Freitag, 9. August 2013

Asking Alexandria - From Death To Destiny (Sumerian)

Asking Alexandria gehören zu dieser Kategorie Bands, die zwar einerseits beeindruckend schnell von Höhepunkt zu Höhepunkt eilt, gleichermaßen aber ebenso viele neue Fans wie paralellel dazu zusätzliche Abneigung gewinnt - ähnpich wie bei Kapelle der Sorte Bring Me The Horizon scheint es auch bei Asking Alexandria nur die Option Liebe oder Hass zu geben. Der Band dürfte das wneig ausmachen, Top-Platzierungen in den amerikanischen Billboard-Charts, Erfolge bei der Warped Tour und immer größere Shows sprechen da eine deutliche Sporache - da nimmt man die Kritiker gerne in Kauf. Und die werden sicher auch angesichts von "From Death To Destiny" nicht verstummen; wobei sie sich diesmal andere Schwerpunkte suchen müssen.
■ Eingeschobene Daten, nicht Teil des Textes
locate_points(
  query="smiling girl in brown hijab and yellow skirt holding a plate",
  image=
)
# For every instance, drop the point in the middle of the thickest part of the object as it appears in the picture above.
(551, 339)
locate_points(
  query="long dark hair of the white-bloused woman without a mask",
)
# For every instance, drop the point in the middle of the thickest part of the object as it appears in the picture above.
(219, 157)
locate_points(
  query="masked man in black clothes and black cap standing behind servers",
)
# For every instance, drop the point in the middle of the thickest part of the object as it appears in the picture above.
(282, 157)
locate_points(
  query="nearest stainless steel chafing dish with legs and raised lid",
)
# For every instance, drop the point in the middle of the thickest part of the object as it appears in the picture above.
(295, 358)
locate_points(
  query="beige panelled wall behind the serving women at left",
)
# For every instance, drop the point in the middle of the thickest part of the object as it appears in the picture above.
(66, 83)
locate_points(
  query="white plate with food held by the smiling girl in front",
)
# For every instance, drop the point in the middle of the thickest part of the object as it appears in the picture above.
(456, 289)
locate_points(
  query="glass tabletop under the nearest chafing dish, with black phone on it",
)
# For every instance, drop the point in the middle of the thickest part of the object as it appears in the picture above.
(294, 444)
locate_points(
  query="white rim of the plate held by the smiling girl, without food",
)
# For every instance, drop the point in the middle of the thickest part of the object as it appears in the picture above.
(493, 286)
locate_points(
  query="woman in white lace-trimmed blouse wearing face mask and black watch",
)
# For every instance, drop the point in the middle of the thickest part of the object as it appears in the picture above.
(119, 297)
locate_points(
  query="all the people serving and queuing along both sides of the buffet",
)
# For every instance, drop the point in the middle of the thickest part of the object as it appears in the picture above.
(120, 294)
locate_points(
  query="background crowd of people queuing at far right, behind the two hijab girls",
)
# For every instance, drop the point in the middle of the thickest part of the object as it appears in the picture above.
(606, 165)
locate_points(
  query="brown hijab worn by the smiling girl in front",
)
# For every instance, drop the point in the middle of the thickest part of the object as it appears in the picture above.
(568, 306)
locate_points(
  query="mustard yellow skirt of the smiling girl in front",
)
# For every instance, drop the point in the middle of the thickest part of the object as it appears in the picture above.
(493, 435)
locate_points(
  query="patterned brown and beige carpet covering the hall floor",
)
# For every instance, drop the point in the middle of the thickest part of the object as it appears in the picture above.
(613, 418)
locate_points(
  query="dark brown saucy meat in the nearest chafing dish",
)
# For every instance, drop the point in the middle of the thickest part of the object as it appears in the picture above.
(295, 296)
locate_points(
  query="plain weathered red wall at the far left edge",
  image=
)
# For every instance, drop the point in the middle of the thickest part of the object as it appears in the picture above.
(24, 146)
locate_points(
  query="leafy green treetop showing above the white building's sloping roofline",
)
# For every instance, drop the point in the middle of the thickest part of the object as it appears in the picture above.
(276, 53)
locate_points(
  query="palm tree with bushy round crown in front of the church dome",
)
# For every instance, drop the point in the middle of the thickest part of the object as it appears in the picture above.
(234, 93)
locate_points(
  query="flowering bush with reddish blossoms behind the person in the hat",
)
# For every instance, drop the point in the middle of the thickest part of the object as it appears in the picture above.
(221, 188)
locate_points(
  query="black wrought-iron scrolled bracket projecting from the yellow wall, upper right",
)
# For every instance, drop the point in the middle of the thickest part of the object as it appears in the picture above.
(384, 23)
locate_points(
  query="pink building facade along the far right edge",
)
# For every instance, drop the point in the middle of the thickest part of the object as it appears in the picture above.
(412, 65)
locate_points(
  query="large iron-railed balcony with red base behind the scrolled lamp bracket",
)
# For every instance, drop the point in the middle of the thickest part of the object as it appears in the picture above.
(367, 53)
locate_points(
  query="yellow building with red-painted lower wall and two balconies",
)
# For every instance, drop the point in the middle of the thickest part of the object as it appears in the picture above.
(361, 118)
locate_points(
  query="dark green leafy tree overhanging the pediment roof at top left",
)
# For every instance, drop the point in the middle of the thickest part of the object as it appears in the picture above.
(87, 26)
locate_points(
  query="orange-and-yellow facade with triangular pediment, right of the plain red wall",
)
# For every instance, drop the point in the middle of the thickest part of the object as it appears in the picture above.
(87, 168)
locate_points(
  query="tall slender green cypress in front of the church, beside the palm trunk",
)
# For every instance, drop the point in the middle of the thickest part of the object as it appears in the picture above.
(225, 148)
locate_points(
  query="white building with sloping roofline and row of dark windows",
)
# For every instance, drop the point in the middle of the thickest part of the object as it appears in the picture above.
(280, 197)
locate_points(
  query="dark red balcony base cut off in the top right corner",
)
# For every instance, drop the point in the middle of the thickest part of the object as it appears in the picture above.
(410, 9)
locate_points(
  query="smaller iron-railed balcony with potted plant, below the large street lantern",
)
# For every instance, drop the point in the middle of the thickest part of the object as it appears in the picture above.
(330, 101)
Die Briten haben nämlich mal wieder ihren Stil verändert - und das teilweise durchaus erheblich. Der Elektro-Anteil wurde heruntergefajren, dafür gibt es immer wieder Streicher zu hören. Vor allem aber hat sich der Gesang grundlegend verbessert. Frontmann Danny Worsnop hat sowohl am Gesang als auch am Gebrüll gearbeitet - die hohen Shouts sind jetzt düsterer, vor allem aber ist der cleane Gesang nun deutlich mehr klassischer Metal. Im Kombination mit den dick produzierten Gitarren bringt das Asking Alexandria allerdings auch mehr denn je in Richtung solcher Kapellen wie Disturbed; es riecht also teilweise stark nach Plastik. Auch wenn man in Sachen Hit-Potenzial nichts verlernt hat: Gerade das Anfangs-Quintett, von "Don't Pray For Me" bis hin zu "Break Down The Walls" hat einen Ohrwurm nach dem anderen zu bieten, später legt man dann mit "White Line Fever" noch eine richtige Hymne nach.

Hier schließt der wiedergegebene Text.